Hello, dear friend, you can consult us at any time if you have any questions, add WeChat: daixieit

MATH6006 Computer Workshop (2021-22 Class)

At the end of the session you should be:

1. Familiar with Minitab and capable of using the Help files to find out how to do new things.

2. Able to input data into Minitab.

3. Able to use Minitab to find descriptive statistics for univariate data; plot data; perform simple linear regression; test for normality; perform one-way ANOVA tests.

1 Getting Used to Using Minitab

Minitab consists of a Session Window and a Worksheet Window. Results of analyses will usually be output to the session window and data are stored in the worksheet window. Complex plots are output in their own windows. Minitab describes the combination of the session, worksheet and graph windows as a project.

Install the latest version of Minitab from http://www.software.soton.ac.uk.

1.1 Using the Help Menu

Minitab has excellent Help files, some useful tutorials and a searchable database. There is also a detailed online manual available at

http://www.minitab.com/en-us/support/documentation/

1.2 Inputting Data

Data can be input in several different ways:

❼ Directly into the worksheet using the keyboard

❼ Copying from MS Excel and pasting into Minitab

❼ Importing from a data file.

We will be using the following three data sets in this computer session:

eggs.txt,        olympics.xls,        ShippingData.MTW,

which can be found on the Blackboard site in the Course Documents folder. The eggs data are stored in a text file and the Olympic results data in an Excel file. Details of how to import the data are below.

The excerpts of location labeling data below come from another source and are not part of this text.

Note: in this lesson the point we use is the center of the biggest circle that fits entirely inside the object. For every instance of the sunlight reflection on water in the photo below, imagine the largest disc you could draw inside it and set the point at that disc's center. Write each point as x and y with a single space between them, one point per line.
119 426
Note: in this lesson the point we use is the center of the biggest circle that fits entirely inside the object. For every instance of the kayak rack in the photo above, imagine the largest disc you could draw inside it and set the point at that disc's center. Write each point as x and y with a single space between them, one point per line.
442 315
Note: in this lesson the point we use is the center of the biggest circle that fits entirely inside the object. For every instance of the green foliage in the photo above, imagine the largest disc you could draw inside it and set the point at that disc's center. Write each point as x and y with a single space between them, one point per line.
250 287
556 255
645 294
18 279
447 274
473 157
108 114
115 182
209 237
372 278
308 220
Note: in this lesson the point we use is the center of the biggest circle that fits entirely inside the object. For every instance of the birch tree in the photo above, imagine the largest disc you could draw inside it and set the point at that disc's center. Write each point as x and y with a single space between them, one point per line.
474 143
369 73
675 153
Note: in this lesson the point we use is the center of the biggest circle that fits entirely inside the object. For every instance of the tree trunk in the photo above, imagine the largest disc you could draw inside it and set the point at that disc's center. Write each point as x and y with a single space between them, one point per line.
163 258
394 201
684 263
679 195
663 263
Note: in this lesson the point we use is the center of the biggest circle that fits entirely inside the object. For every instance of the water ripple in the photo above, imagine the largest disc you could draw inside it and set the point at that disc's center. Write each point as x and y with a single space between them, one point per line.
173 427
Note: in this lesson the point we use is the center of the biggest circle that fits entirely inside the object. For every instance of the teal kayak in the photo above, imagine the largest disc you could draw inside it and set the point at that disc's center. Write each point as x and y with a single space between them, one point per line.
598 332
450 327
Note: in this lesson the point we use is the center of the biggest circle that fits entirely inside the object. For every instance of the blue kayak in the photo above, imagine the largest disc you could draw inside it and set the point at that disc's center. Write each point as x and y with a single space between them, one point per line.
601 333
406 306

(a) Open the eggs data in Minitab: Download the eggs data from the Blackboard site and save it somewhere in your computer. Open the file in Notepad and look at the format of the data, e.g. is it comma, tab or space delimited? To open it in Minitab, use File → Open. In the pop out window, browser your folder to select the eggs file and click OK to confirm.

(b) Open the Olympic Results data in Minitab: Download the Olympic results data from Blackboard site and save it somewhere in your computer. Open the file in Excel and look at the format of the data. There are two ways of transferring the data from Excel to Minitab. The first is identical to opening a txt file, as described above. Alternatively, copy and paste the data into the Minitab worksheet.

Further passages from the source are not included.